The Freedom Agenda



George W. Bush will be leaving office in just under a week from now, and most people couldn't be happier about it.  As an article this morning in BBC News points out, however, some countries still carry a high approval rating for the man, despite his many and varied presidential blunders.  Bush has, almost since his inauguration day as president, aimed to spread democracy around the world, by force if necessary.  It begs the question: does democracy need to be spread?

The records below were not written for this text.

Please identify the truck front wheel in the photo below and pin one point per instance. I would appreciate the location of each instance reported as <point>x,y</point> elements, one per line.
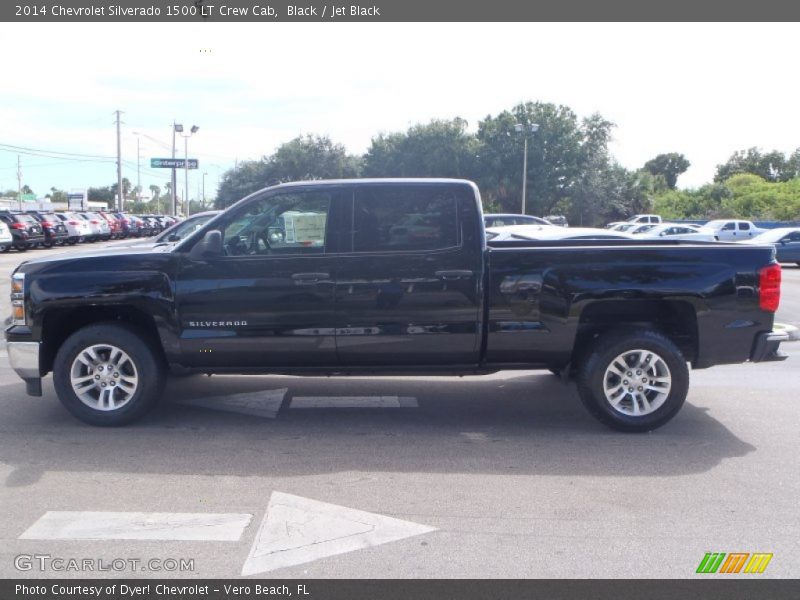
<point>107,375</point>
<point>633,381</point>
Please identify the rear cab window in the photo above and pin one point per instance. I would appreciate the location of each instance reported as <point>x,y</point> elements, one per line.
<point>405,218</point>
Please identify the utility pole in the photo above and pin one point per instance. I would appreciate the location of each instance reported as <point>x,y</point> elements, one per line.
<point>138,170</point>
<point>19,182</point>
<point>204,190</point>
<point>186,175</point>
<point>121,203</point>
<point>173,185</point>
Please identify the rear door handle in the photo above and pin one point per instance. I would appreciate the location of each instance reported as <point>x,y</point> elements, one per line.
<point>311,277</point>
<point>454,274</point>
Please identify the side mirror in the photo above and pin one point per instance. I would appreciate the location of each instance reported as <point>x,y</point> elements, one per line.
<point>210,246</point>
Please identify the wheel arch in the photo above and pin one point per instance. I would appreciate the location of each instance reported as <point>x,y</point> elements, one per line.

Anyone can look at a country's governmental structure and unearth one if not many faults.  Is it any better, then, to judge other systems of rule inferior and use that "knowledge" as justification for it's eradication, given the above tenant that all systems can be found flawed?  To quote a recent Daylight Atheism article:
Ultimately, countries are not patches of ground, but structures of ideas. What most defines a country is not its geographical borders: after all, we don't consider ancient Rome and modern Italy to be the same nation, even though they occupied much of the same ground. What defines a country is its system of law and government, its way of organizing its people. The existence of separate countries allows the human race to test out a diversity of ideas on how best to govern ourselves, and when one succeeds, it stands as an example to all the rest.
It is a logical face-plant to say that anyone is worthy of imposing their beliefs on another, but one that seems heavily entrenched in minds around the world.  The vision of a one-world government style carries with it a heavy cost.  The world and humans are not just better for their diversity.  It is essential to our survival.  By minimizing risk (inherent to the overwhelming factors presented by any type of diversity), we rob our economies, societies, and families of the very thing that allows their great success.  It also leads to the question of who is going to spearhead such an effort.  The leaders that have thus far have failed miserably, and blatant continuation of this ideal promises to attract self-interested, irrational people to it's helm.

But why does a better government need to be spread, anyway?  The rationale that a more structured, modern government will fix the problems of the world is foolhardy and dangerous.  We can see numerous examples of prejudice, hate, greed and murder in our own, "democratically mature" nation, and recent events in Iraq show that democracy has done little to quell the sectarian, ideological violence in it's 3-year tenure.  Many might say that the deaths are worth the end result of a stable nation based on equality, but isn't war and death the hallmark reason behind the desire to spread democracy in the first place?  

We've spent far too long, almost 8 years now and more in spirit, chasing ghosts.  The evils of the world are perpetrated by people, not governments.  The key to solving heartache and suffering on our Earth is in the minds, not the ruling system.  The dismissal of religious fundamentalism and in-fighting, irrational viewpoints based upon nothing but speculation, hyper-partisanship and misplaced patriotism will be the change humanity so desperately desires and needs, as it is a question of when we will finally destroy ourselves carrying on this way, not if.